Friday, September 14, 2007

Yet another reporter making cr*p up

Actually he was already caught once and now he has been caught again:

A former ABC News consultant fired last year because he couldn't authenticate academic credentials is at the center of a new dispute over apparently faked interviews with Barack Obama, Nancy Pelosi, Bill Gates and others.

...

Politique Internationale editor and political scientist Patrick Wajsman founded the magazine nearly 30 years ago. He called Debat "a grand liar" and said he had hired a lawyer to pursue "all possible measures" against him.

"We are the first victims. I am falling from the moon," he told The AP. "We were betrayed."

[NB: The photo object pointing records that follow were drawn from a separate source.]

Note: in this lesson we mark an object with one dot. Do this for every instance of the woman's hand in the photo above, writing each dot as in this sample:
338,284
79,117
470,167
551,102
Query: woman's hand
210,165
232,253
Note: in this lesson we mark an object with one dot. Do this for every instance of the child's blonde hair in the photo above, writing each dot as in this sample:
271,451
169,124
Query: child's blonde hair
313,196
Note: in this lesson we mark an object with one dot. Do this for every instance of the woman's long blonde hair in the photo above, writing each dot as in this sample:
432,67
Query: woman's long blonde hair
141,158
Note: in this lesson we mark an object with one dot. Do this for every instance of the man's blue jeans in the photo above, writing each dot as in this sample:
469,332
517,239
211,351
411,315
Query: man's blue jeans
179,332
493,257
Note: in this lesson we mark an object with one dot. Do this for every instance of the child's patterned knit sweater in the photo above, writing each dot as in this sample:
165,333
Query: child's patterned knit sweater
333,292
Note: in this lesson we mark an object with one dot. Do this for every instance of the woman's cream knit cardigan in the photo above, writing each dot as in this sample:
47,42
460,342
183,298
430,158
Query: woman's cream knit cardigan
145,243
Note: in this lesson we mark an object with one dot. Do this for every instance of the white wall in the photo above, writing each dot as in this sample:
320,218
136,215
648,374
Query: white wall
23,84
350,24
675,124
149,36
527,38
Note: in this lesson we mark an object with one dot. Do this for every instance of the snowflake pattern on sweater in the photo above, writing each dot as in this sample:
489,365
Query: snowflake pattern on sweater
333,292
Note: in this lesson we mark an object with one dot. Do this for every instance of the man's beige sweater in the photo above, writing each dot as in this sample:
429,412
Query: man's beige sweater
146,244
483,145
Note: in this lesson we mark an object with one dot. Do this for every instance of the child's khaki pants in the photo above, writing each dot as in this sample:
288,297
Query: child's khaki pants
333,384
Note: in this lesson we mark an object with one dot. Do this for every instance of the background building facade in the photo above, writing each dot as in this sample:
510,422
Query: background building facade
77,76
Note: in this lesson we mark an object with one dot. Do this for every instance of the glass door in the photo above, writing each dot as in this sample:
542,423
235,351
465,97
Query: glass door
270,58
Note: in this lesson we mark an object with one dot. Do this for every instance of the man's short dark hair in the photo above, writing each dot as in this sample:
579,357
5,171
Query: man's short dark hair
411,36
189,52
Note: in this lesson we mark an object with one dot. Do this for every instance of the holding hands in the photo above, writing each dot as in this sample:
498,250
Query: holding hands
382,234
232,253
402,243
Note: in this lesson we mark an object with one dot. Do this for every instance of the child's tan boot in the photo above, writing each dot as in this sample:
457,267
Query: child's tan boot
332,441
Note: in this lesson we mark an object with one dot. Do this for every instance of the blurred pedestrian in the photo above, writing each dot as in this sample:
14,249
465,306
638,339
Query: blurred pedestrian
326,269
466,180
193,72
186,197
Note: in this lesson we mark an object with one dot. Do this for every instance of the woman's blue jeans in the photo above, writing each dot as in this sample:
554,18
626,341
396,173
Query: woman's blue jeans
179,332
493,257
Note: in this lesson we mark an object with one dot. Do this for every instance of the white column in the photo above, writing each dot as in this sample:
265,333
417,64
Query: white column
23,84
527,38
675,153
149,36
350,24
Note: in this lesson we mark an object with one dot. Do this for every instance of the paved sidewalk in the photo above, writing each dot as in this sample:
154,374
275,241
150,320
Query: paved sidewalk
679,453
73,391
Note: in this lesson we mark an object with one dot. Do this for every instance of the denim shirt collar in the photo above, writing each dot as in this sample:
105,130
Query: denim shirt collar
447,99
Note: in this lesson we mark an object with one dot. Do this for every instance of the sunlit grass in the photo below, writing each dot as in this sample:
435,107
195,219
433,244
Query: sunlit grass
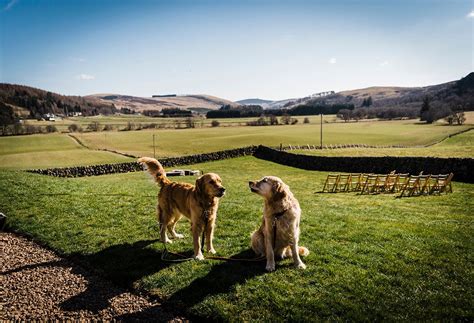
372,257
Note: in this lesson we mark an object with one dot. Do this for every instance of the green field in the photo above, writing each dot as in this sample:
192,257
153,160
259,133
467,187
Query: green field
118,122
372,257
53,150
461,145
191,141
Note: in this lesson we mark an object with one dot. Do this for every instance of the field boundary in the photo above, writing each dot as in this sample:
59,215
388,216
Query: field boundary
104,169
342,146
461,167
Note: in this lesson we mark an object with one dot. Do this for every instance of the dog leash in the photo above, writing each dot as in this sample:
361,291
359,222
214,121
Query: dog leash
276,217
165,253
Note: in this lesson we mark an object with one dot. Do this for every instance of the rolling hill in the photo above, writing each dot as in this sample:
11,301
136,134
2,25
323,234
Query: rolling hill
189,102
453,92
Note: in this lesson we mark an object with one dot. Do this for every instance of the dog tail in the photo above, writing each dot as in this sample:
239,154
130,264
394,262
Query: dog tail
155,169
303,251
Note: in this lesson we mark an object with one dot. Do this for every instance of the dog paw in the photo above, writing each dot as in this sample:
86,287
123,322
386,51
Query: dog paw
270,267
199,257
301,266
213,251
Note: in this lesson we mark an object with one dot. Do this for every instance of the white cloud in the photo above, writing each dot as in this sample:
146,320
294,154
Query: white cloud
9,5
77,59
85,77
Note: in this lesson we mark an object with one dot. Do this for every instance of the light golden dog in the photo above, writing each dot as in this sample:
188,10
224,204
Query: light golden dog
199,203
280,230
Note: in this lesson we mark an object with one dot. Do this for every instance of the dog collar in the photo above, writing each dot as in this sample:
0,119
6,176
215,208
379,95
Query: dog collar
279,214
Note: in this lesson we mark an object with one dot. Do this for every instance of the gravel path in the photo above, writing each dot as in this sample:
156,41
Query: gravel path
36,284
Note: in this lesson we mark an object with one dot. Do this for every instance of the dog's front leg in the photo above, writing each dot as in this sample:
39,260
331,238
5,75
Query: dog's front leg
295,250
209,237
269,254
197,229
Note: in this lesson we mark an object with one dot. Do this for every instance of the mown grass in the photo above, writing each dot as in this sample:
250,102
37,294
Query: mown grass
372,257
53,150
461,146
190,141
118,122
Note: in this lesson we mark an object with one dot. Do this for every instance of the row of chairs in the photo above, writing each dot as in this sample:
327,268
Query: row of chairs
405,184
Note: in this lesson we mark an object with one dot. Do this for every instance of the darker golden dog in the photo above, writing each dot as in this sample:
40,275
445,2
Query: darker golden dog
199,203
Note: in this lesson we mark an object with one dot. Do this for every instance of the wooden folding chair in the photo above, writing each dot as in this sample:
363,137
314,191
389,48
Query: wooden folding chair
441,183
370,184
402,180
390,182
424,184
411,186
343,183
355,182
379,185
331,183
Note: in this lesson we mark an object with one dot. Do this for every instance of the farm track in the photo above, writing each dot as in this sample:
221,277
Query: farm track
39,285
78,141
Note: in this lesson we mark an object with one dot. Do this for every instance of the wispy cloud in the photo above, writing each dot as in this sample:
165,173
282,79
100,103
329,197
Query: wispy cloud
85,77
77,59
9,5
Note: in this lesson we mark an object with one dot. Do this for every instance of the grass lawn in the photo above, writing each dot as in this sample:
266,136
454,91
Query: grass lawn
52,150
372,257
190,141
461,145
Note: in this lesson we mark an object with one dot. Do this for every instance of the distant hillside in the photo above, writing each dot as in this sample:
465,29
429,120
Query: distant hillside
254,101
451,93
27,101
188,102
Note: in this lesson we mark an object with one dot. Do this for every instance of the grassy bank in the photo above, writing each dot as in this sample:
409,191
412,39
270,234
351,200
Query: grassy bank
190,141
372,257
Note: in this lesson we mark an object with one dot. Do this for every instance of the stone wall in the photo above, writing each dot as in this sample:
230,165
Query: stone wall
461,167
95,170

He noted that Debat worked for the journal for four years, starting after he was already working for ABC and the Nixon Center. "How could we possibly doubt someone who worked for ABC, who worked for the Nixon Center? How could we possibly doubt someone from several thousand kilometers away?" he asked.

source: AP


Maybe it's just me but I am thinking that if I had a reporter working for me who was just fired for making stuff up I might "possibly doubt" them.

The New York Times has more:

ABC News said yesterday that it would begin a second investigation into more than five years of news reports that relied on information from a consultant, Alexis Debat, who has been revealed to be the author of faked interviews.

...

ABC fired Mr. Debat in June after discovering that his claims of having earned a doctorate from the Sorbonne were false. The network then investigated the reports Mr. Debat had participated in and found “they absolutely checked out,” Mr. Ross said.


I wonder if they mean the same way the Scott Thomas Beauchamp reports checked out for "The New Republic"

But wait there's more:

Since his departure from ABC News in June, Mr. Debat has continued to work as a senior fellow for national security and terrorism at the Nixon Center in Washington. He was quoted as a knowledgeable source in an article in The Times of London this month, saying that American military forces were planning attacks that would demolish “the entire Iranian military.” He has also been quoted by many newspapers and news services.


So a major portion of the case that the Bush administration is getting ready to attack Iran is a known liar? Great!

I don't know what drives these people to do this stuff. Is it a desire for attention? I have trouble believing it is part of some Meta-Narrative but it does always seem to workout that way. Is that because the reporters who engage in this behavior are true believers or because they know that by playing into the editors biases they are more likeley to get published. Either way it's disturbing.

UpdateI should have done this first but I just checked Debat's wikipedia entry and this just gets better and better. Look at the credentials he has claimed for himself and look at the stories he has been involved in either as a source or as a reporter. It's like this guy is a one man disinformation agency.

More from Mother Jones

Interviews with journalists, think tank associates, and a former government official indicate that there were warning signs about Debat for years—even within the network itself. Two journalists familiar with Debat's work point to ABC chief investigative correspondent Brian Ross not only as the victim of Debat's alleged deceptions, but as an enabler, who has promoted sensational stories—including some that Debat brought the network—at the expense at times of rigorous journalism standards. (Ross did not return Mother Jones' phone call by press time, although an ABC executive has been in touch by phone and email.) They also say that they do not believe ABC has properly investigated Debat's reporting at all.

The two key questions to ask ABC, one source familiar with Ross' unit who asked to speak on background, are: "How is ABC investigating the information: Is it only being investigated by the Ross unit, or are outside reporters doing it? And in vetting or second-sourcing information brought to the network [by Debat], were resources outside of the Ross unit used?" Sources, and the AP reported late Thursday that ABC was sending long time Ross producer Rhonda Schwartz to Pakistan to investigate some of Debat's stories.

Overall, the picture of Debat that emerges from these interviews is of a smart, ambitious and cunning operator who would claim to be getting text messages from Middle Eastern intelligence operatives while at meetings with Ross and others at ABC, with tips that seemed too good to be true (which some colleagues believe were bogus), yet were used as "exclusives."

Sources provided multiple examples of stories that Ross—often with Debat's contributions—reported, only to be forced to run a correction the next day. For instance, one source noted, on September 5 last year, Ross reported that a Pakistani general had said that Pakistan would leave Osama bin Laden alone as long as he didn't cause any trouble. The Pakistani government angrily denied it, and the next day the ABC investigative unit's blog, the Blotter ran a correction.

Another ABC news story largely sourced to Debat – claiming that the U.S. government was advising and encouraging an Iranian Baluchi separatist group Jundullah which was carrying out attacks against the Iranian regime – was followed by an ABC report the next day carrying a "sharply-worded" denunciation from the Pakistani government.